Close call

A pharmacy misfilled a baby’s prescription with methadone – a mistake that was caught just in time

A five-month-old girl was almost given methadone after a pharmacy accidentally dispensed the wrong medication.

Omayma Pathan from Ontario in Canada told Global News Canada that she went to the pharmacy to get her daughter’s usual anti-reflux medication prescription filled.

She had been dispensed a bottle that looked exactly the same as her baby’s usual lansoprazole, but the label had somebody else’s name on it and stated the contents were methadone.

“Luckily I was literate enough to read, but in Brampton there are a lot of people who can’t read and write English. Can you imagine what would have happened?” she told news broadcasters.

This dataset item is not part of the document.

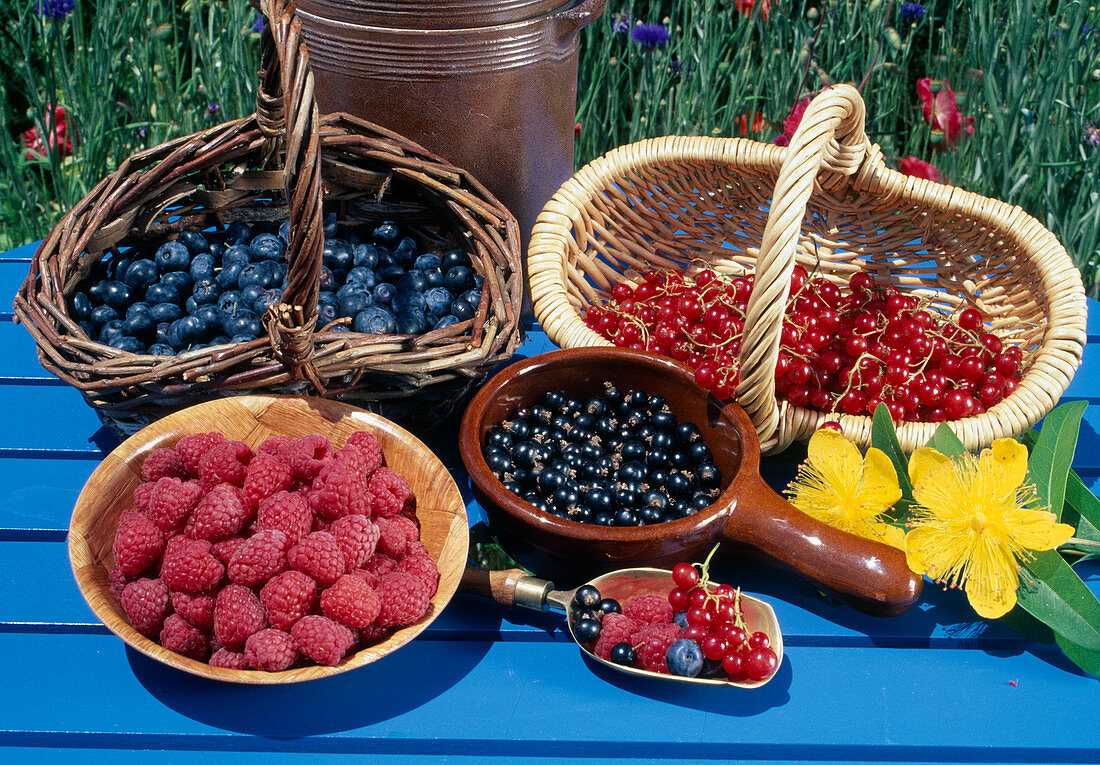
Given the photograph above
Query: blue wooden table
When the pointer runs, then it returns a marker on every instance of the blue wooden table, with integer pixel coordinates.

Methadone is an opioid that is used to treat people dependent on heroin.

The safety and effectiveness of methadone in patients aged under 18 years has not been established.

Accidental or deliberate ingestion by a child may cause respiratory depression that can result in death, and even small doses of methadone can kill a baby or young child.

“All I could think about is I have a bottle of poison and I was about to feed it to my baby with my own hands,” said Ms Pathan.

“Our lives would have been shattered if I didn’t read the actual bottle.”

The usual bottle of medication (left) and the methadone that was mistakenly dispensed (right). Image credit: Global News Canada

This is not the first time a child’s prescription has been misfilled by an Ontario pharmacy.

In March 2016, Melissa Sheldrick’s eight-year-old son Andrew died after he received baclofen instead of tryptophan.

Ms Sheldrick has been an advocate for mandatory error reporting across Canada since that time.

“My heart is breaking all over again. The saving grace is that mom checked the label,” she said on Twitter in response to Ms Pathan’s recent story.

She encouraged people to “check your meds”.

The pharmacy chain responsible for the error reportedly responded to Global News, saying it had been a “considerable error, and one that absolutely should not have happened”.

It said it is “taking appropriate steps to prevent this type of unfortunate mistake from reoccurring”.

One in 10 errors reported to PDL involve incidents in the pharmacy where a person receives medication intended for another.

Consequences include serious harm to the consumer and professional risk to the pharmacist and pharmacy owners, says the organisation.